In the late 1970s, she was an expert witness and advocate in the federal court case Martin Luther King Junior Elementary School Children et al. v. Ann Arbor School District. A key claim in what was later called the Ann Arbor Decision recognized African-American English as a language and established that Ann Arbor Public Schools violated federal statutory law because they failed to take into account this home language in the provision of education. The judge ordered the school district to find a way to identify African-American English speakers in schools and to "use that knowledge in teaching such students how to read standard English".

Smitherman’s book, Talkin and Testifyin: The Language of Black America, published in 1977 by Wayne State University Press, contributed to shifting public and academic perspectives towards the value of African-American Vernacular English (AAVE). This work has been widely referenced by teachers, legal scholars, sociologists, and policy analysts.

In 1991, Smitherman, Clifford Watson, and several Detroit parents established the Malcolm X Academy, an African-centered, predominantly male, preK-8 school within the Detroit Public Schools Community District. It was the first public African-centered elementary school in the country.

Smitherman is author and editor/co-editor of 15 books and monographs and over 125 articles, essays, and published opinion pieces.

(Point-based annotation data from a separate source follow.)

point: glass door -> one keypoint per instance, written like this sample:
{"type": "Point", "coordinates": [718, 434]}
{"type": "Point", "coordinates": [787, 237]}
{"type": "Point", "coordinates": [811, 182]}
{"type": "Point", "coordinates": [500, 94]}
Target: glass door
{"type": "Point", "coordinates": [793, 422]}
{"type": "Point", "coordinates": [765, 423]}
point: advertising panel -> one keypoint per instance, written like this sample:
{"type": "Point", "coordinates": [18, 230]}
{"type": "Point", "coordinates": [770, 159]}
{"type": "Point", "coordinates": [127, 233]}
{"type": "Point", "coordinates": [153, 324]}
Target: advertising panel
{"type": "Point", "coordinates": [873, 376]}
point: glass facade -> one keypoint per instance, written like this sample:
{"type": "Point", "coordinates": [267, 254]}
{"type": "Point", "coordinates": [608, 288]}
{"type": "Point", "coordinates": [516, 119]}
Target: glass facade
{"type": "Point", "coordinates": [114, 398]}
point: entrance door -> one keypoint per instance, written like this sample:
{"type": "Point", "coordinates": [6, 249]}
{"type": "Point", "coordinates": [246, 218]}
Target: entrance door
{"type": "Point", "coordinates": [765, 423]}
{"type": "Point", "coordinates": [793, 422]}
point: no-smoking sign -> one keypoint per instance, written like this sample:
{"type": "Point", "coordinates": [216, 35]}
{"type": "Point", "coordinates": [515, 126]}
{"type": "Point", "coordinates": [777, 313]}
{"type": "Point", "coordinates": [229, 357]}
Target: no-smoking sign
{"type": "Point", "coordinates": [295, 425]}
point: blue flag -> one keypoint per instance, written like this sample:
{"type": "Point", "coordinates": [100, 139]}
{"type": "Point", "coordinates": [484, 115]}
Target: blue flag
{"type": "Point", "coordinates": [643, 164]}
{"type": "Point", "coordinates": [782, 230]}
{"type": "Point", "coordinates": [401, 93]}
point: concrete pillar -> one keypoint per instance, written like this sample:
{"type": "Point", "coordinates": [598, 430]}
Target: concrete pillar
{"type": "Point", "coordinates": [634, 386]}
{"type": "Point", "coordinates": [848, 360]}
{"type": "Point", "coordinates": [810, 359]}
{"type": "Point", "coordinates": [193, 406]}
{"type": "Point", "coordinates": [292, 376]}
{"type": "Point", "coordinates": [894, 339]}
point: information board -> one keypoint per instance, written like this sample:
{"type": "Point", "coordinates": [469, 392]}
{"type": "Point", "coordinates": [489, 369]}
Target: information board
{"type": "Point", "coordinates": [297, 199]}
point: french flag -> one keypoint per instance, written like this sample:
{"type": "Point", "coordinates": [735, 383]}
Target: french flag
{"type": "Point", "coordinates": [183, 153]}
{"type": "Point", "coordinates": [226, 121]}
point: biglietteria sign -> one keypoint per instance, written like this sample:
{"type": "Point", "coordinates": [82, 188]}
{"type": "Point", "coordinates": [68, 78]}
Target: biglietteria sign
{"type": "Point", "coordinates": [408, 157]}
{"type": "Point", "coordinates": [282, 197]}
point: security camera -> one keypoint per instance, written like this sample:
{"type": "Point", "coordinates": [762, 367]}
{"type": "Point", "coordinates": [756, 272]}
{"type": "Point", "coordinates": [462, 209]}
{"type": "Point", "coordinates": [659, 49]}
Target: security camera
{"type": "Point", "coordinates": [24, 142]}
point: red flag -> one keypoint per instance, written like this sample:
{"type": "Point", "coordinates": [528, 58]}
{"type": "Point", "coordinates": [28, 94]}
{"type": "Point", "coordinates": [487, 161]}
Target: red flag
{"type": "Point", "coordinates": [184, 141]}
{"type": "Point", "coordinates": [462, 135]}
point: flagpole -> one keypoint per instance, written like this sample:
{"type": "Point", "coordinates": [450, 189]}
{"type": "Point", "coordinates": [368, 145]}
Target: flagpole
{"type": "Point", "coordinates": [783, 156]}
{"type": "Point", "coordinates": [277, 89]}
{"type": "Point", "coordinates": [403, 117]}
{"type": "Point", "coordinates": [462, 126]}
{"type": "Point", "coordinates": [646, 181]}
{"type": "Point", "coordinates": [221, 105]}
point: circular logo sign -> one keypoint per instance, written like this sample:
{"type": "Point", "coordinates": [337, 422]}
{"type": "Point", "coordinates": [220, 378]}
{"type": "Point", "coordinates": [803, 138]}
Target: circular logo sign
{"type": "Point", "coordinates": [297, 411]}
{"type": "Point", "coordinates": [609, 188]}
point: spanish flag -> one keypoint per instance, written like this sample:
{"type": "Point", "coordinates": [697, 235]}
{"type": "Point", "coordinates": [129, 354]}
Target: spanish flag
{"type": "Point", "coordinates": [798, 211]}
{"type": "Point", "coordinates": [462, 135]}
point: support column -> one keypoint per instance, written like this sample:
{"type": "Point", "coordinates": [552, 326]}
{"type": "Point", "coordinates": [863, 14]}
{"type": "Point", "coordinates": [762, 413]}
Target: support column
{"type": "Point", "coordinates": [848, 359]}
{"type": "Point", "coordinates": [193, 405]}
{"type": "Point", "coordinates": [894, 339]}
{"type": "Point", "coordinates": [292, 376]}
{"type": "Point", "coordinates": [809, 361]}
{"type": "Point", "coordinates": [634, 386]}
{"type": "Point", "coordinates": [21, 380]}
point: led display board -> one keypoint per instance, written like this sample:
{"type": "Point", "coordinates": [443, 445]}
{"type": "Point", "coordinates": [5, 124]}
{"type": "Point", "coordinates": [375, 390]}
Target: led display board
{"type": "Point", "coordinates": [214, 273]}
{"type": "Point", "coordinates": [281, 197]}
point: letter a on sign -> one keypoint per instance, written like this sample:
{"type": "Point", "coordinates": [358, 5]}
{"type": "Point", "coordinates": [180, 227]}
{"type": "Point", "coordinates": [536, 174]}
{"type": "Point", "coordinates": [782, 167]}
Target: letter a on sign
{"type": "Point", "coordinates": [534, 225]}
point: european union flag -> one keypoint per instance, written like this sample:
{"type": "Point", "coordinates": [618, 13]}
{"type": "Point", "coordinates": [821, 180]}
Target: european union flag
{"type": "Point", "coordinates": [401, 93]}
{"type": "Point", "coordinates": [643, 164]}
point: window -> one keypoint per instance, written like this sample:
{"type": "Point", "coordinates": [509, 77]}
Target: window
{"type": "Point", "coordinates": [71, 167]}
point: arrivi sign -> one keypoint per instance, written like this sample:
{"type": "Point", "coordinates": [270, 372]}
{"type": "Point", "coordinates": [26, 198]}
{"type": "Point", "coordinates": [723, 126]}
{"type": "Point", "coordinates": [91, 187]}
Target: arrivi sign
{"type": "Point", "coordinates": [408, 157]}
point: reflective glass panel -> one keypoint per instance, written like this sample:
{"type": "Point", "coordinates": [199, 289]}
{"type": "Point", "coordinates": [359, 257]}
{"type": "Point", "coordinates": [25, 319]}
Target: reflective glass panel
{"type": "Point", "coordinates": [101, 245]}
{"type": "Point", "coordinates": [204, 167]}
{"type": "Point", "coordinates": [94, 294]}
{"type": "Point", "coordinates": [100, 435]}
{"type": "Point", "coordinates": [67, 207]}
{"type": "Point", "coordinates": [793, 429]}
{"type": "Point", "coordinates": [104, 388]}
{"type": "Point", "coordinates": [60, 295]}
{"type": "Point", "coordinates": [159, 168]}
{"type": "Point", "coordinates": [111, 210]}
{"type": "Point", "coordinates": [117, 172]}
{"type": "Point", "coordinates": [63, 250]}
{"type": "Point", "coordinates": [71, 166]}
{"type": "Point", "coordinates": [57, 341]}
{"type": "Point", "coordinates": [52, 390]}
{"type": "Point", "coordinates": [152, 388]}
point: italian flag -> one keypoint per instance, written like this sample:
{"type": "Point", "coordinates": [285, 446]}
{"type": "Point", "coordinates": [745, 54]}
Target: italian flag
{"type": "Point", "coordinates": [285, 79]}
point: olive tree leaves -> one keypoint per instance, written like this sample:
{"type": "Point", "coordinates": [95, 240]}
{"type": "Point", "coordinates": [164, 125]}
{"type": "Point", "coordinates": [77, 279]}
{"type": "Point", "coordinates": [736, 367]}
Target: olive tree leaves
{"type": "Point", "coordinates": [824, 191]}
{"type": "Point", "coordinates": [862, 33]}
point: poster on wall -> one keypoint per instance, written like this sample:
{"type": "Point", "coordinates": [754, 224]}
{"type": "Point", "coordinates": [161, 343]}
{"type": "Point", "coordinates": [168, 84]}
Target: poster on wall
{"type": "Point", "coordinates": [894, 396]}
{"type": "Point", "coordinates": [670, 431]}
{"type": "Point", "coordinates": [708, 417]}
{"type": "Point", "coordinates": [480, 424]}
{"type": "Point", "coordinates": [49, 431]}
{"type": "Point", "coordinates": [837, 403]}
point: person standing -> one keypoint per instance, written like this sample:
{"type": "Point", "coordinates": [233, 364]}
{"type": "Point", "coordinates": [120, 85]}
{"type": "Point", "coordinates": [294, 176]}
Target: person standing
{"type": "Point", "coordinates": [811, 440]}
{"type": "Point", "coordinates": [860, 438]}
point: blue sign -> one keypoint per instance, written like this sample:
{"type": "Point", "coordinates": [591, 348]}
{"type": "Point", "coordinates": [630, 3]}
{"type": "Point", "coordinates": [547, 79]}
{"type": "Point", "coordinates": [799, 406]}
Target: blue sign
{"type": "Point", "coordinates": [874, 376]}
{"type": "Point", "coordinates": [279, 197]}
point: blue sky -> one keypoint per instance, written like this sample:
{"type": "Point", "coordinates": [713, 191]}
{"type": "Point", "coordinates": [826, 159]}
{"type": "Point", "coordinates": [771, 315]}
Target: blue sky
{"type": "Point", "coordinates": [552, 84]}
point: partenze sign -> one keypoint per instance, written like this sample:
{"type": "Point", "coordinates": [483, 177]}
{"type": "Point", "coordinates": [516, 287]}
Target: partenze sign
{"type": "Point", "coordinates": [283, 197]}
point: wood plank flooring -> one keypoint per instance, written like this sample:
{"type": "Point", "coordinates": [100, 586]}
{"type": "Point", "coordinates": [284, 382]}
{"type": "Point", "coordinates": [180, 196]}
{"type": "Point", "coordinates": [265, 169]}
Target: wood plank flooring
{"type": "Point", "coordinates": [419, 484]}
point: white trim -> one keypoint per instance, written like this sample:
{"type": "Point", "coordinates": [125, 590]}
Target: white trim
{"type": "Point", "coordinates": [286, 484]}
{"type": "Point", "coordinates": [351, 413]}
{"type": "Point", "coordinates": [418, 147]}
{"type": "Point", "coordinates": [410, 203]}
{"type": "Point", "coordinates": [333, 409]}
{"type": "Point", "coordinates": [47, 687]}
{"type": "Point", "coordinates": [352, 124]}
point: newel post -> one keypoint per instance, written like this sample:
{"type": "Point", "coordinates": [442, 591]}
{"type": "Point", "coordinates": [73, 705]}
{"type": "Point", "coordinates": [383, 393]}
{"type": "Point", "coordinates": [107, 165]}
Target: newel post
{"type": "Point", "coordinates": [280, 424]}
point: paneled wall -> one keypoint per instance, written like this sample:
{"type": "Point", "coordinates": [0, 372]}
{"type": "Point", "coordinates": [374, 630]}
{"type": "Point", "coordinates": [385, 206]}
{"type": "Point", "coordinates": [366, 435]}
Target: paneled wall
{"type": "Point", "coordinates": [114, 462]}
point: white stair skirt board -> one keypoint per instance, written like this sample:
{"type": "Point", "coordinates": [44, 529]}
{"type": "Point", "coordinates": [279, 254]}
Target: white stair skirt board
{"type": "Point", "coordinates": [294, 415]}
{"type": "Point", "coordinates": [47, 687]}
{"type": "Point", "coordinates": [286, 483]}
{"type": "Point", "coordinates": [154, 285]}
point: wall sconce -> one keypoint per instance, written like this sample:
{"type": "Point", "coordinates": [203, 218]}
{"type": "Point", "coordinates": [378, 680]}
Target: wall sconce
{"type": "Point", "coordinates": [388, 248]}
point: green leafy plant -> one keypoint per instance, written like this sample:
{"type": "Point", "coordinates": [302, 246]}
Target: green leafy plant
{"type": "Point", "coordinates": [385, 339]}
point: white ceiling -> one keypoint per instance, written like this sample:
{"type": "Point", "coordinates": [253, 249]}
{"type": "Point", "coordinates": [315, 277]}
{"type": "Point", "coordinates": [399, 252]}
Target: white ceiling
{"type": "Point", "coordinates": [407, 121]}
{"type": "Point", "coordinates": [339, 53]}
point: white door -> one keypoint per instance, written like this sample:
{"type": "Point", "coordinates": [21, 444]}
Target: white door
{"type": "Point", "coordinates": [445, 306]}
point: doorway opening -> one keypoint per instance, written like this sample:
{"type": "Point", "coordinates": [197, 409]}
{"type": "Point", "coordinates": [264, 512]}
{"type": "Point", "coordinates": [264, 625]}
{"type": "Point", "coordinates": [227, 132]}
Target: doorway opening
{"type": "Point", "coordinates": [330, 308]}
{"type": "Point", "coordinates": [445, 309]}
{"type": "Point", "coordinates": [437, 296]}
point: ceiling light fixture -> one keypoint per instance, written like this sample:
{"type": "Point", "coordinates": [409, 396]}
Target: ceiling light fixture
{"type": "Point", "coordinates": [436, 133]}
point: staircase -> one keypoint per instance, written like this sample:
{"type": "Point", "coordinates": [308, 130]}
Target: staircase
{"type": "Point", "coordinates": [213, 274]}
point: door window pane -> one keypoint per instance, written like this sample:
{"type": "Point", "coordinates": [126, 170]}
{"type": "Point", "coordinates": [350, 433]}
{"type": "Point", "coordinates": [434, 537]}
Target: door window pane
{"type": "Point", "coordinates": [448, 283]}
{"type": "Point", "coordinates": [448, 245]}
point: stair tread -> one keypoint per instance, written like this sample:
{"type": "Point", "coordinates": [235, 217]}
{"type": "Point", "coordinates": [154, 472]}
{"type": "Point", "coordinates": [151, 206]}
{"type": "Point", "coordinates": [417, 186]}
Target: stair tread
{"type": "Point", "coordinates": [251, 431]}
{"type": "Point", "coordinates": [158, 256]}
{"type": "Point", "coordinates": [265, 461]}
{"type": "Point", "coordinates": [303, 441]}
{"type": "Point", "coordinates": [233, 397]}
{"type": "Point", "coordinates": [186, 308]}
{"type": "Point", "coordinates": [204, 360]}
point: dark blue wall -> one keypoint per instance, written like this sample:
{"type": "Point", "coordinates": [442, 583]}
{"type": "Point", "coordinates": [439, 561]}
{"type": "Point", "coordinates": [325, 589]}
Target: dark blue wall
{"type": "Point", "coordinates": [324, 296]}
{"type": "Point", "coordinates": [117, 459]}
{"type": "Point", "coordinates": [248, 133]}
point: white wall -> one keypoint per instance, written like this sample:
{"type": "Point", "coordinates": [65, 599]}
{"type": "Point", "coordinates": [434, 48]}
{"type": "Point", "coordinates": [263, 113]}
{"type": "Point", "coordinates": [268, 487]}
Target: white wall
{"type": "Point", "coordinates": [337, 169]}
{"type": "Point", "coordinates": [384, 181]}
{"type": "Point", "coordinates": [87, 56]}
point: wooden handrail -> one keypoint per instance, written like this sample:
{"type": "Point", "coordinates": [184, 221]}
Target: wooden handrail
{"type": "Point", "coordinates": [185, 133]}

==Awards and achievements==

- 1999 Conference on College Composition and Communication Exemplar Award
- 2001 National Council of Teachers of English David H. Russell Research Award for Talkin That Talk: Language, Culture and Education in African America
- 2005 National Council of Teachers of English James R. Squire Award
- 2024 Michigan Women's Hall of Fame
The National Council of Teachers of English established an award in her name to support teachers from historically underrepresented groups.

==Publications==

=== Books ===
- Talkin and Testifyin: The Language of Black America (Wayne State University Press, 1977)
- Discourse and Discrimination (co-editor with Teun A. van Dijk) (Wayne State University Press, 1988)
- Black Talk: Words and Phrases from the Hood to the Amen Corner (Houghton Mifflin, 1994)
- Talkin That Talk: Language, Culture and Education in African America (Routledge, 2000)
- Black Linguistics: Language, Society, and Politics in Africa and the Americas (co-editor with Arnetha Ball, Sinfree Makoni, and Arthur K. Spears) (Psychology Press, 2003)
- Language Diversity in the Classroom: From Intention to Practice (co-editor with Victor Villanueva) (Southern Illinois University Press, 2003)
- Word from the Mother: Language and African Americans (Routledge, 2006)
- Articulate While Black: Barack Obama, Language, and Race in the U.S. (co-author with H. Samy Alim) (Oxford University Press, 2012)
- My Soul Look Back in Wonder: Memories from a Life of Study, Struggle, and Doin Battle in the Language Wars (Routledge, 2022)

=== Articles and book chapters ===
- "The Chain Remain the Same": Communicative Practices in the Hip Hop Nation," Journal of Black Studies, 28.1 (September 1997)
- "CCCC’s Role in the Struggle for Language Rights," College Composition and Communication (February 1999)
- "Language and Democracy in the United States of America and South Africa," in Language and Institutions in Africa (eds., Sinfree Makoni and Nkonko Kamwangamalu, 2001)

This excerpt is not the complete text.